Determination of the total amount of free amino acids in plant tissue

to determine the content of free
amino acids
in plants is of great significance for studying the changes of nitrogen metabolism in plants under different conditions and during different growth and development periods, the absorption, transportation, assulation and nutritional status of plants.
principle
the amino acids of free amino acids can react with hydratedtritones to produce blue-purple compounds whose color is directly related to the content of free amino acids.

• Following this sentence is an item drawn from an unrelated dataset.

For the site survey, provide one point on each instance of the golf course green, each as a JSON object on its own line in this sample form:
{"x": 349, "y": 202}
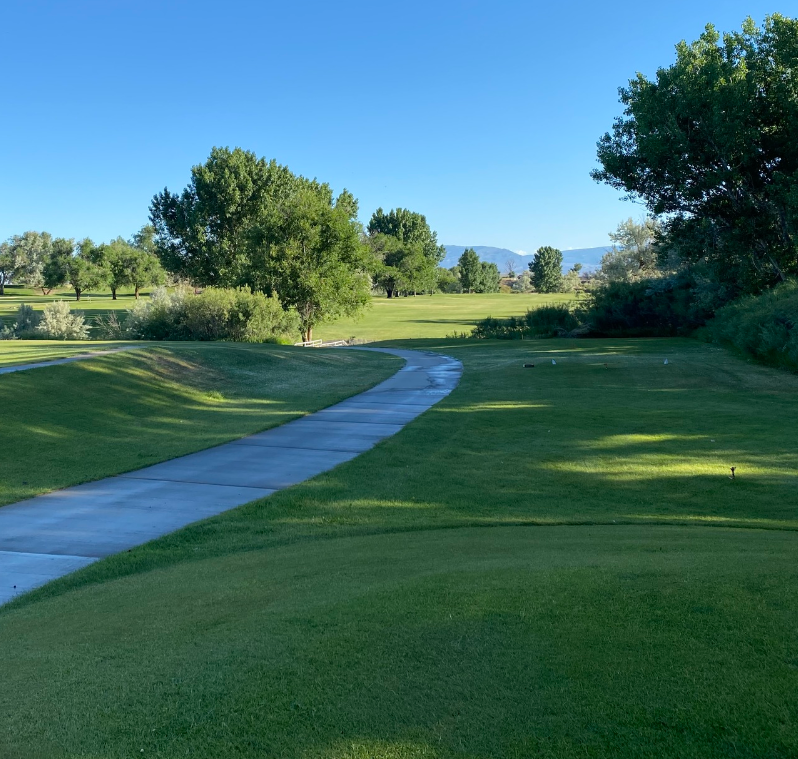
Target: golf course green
{"x": 554, "y": 561}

equipmentternometer; electronic
balance
; capacity bottles 25ml or 50ml 3; funnel (6cm diameter) 3, filter paper suitable; 20ml scale
test tube

7; pipe pipe 0.5ml 3, 5ml 1; test tube holder; glass rod; ear-sucking ball; scissors; pipe pipe rack; rubber band, plastic film (sealed tube port); water-absorbing paper; mirror paper moderate amount; electric stove; water bath pot (including wire basket).

1.3% thyone reagents
called 3gthone dissolved with 95% ethanol into a 100ml capacity bottle and stored in a brown bottle. This reagent should be placed in a cold place, should not be put for a long time, the use period of about 10 days.
2. Cyanate buffer (prepared as follows):
(1) NaCN storage fluid 0.01mol/L (490mg/L).
(2) acetate buffer: said 360g sodium acetate (containing three molecule crystalline water) dissolved in about 300 ml of ammonia-free distilled water, plus 66.67 ml of ice acetic acid and diluted to 1L with ammonia-free distilled water.
the solution (1) 20 ml, with the solution (2) to 1L.
3. Standard amino acids precisely named 13.1 mg (or α-alanine 8.9 mg) dried at 80 degrees C are dissolved in 10% isopropyl alcohol and diluted to the scale with 100 ml of capacity bottles, mixed, i.e. 1mmol/L standard amino acid storage liquid, stored in the refrigerator. In order to prepare the working fluid, it is desirable to mix the storage fluid with the same amount of ammonia-free distilled water at a concentration of 0.5 mmol/L, i.e. 1 ml containing the amino acid 0.5 μmol, or amino nitrogen 7 μg.
4. 95% ethanol; 5. isopropyl alcohol (analytical pure).
the "Procedure"
1. The production of the standard curve take 18 test tubes of 20 ml scale, and add each reagent under table 15-1. After adding the reagent mixed, in a water bath at 100 degrees C
heat
12min (sealed when heated), remove in cold water to cool quickly, immediately add 5 ml of 95% ethanol in each tube, plug the plug, shake the test tube, so that the red product formed during heating is oxidized by oxygen in the air and faded, at this time the solution is blue-purple. Measure its light density at 570nm wavelengths (with blank tubes as the reference), take amino acid concentration as horizontal coordinates, light density as ordinate, draw standard curves

, find out the linear equation
Depending on the acid content), a total of 3 parts, respectively, add 20 ml scale test tube, add distilled water 10 ml plug (or tie plastic film), put 20min in the boiling water bath to extract free amino acids, then remove in tap water cooling, liquid filter into 25ml capacity bottle, and then add 5 ml of distilled water to the test tube, heating 10min on the boiling water bath,
filter
and rinse the residue repeatedly, and finally set the scale and shake well.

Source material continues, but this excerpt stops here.